Según el último saldo provisional, ofrecido ayer viernes por el Ministerio de Economía y Hacienda, el número de detenidos asciende a 45 mientras que el de registros llega a 38, si bien ambas cifras podrían aumentar en las próximas horas dado que la Policía Judicial aún no ha cerrado sus actuaciones, que podrían extenderse a otros países. Aunque Hacienda sostiene que «ya se han adoptado medidas cautelares» para asegurar el cobro de las deudas descubiertas, lo cierto es que se desconoce el montante total del centenar de cuentas embargadas por orden judicial en 22 entidades financieras de distintas provincias.
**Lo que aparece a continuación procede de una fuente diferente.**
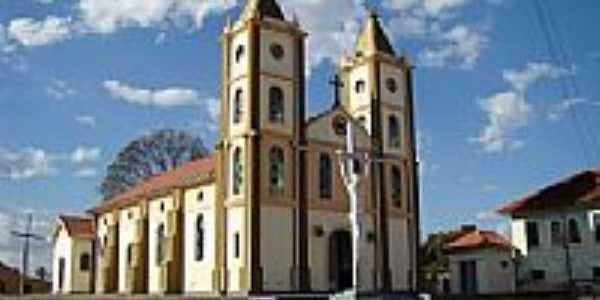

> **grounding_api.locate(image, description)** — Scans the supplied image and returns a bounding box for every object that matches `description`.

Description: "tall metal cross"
[340,120,370,293]
[329,74,344,106]
[10,214,44,295]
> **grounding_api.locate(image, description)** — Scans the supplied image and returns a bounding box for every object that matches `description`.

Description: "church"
[52,0,419,295]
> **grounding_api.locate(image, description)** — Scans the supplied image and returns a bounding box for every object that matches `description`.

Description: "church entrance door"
[329,230,352,291]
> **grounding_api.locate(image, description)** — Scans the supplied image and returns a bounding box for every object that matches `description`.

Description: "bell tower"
[217,0,306,293]
[339,12,419,290]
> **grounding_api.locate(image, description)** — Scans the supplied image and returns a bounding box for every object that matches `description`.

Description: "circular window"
[385,78,398,93]
[271,44,285,60]
[331,115,346,135]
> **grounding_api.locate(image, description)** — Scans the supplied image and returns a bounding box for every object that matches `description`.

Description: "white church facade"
[54,0,419,294]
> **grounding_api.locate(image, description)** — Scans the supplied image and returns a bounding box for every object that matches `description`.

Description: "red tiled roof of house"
[444,230,512,251]
[59,216,96,239]
[92,157,215,214]
[498,170,600,215]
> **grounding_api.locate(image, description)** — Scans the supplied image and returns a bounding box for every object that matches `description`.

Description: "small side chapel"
[55,0,419,295]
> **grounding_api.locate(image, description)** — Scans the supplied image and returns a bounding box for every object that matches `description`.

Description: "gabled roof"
[58,215,96,238]
[498,170,600,215]
[92,157,215,214]
[356,12,396,56]
[240,0,285,21]
[444,230,512,252]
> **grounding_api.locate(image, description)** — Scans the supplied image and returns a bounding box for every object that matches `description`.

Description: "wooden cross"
[10,214,44,295]
[329,74,344,106]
Algunas fuentes apuntan que no se trata de cantidades importantes.
Un centenar de empresas
Lo que, en principio, no hay son propiedades incautadas, pese a que la operación se ha dirigido contra un centenar de empresas que operan en el sector de los componentes informáticos y de la telefonía móvil, entre ellas la castellano-manchega Infinity System (dueña de la firma de ordenadores Airis, la quinta del mercado nacional) y la aragonesa Meflur.
Entre los detenidos, once lo fueron en Madrid, nueve en Andalucía, siete en Canarias (una de las bases de los presuntos defraudadores al gozar de ciertos privilegios fiscales por su insularidad), seis en Cataluña, cinco en Aragón, cuatro en la Comunidad Valenciana, uno en Asturias, otro en Castilla-La Mancha y uno más en el País Vasco.
Entre las personas arrestadas se encuentran los tres posibles cerebros de la red, todos españoles y uno reclamado por la justicia de otros países europeos por hechos parecidos. El titular del Juzgado de Instrucción número 2 de Monzón acordó ayer retirar el pasaporte al propietario del grupo Meflur, Bernabé Noya, uno de los detenidos, al apreciar riesgo de fuga. Noya quedó en libertad con cargos tras prestar declaración.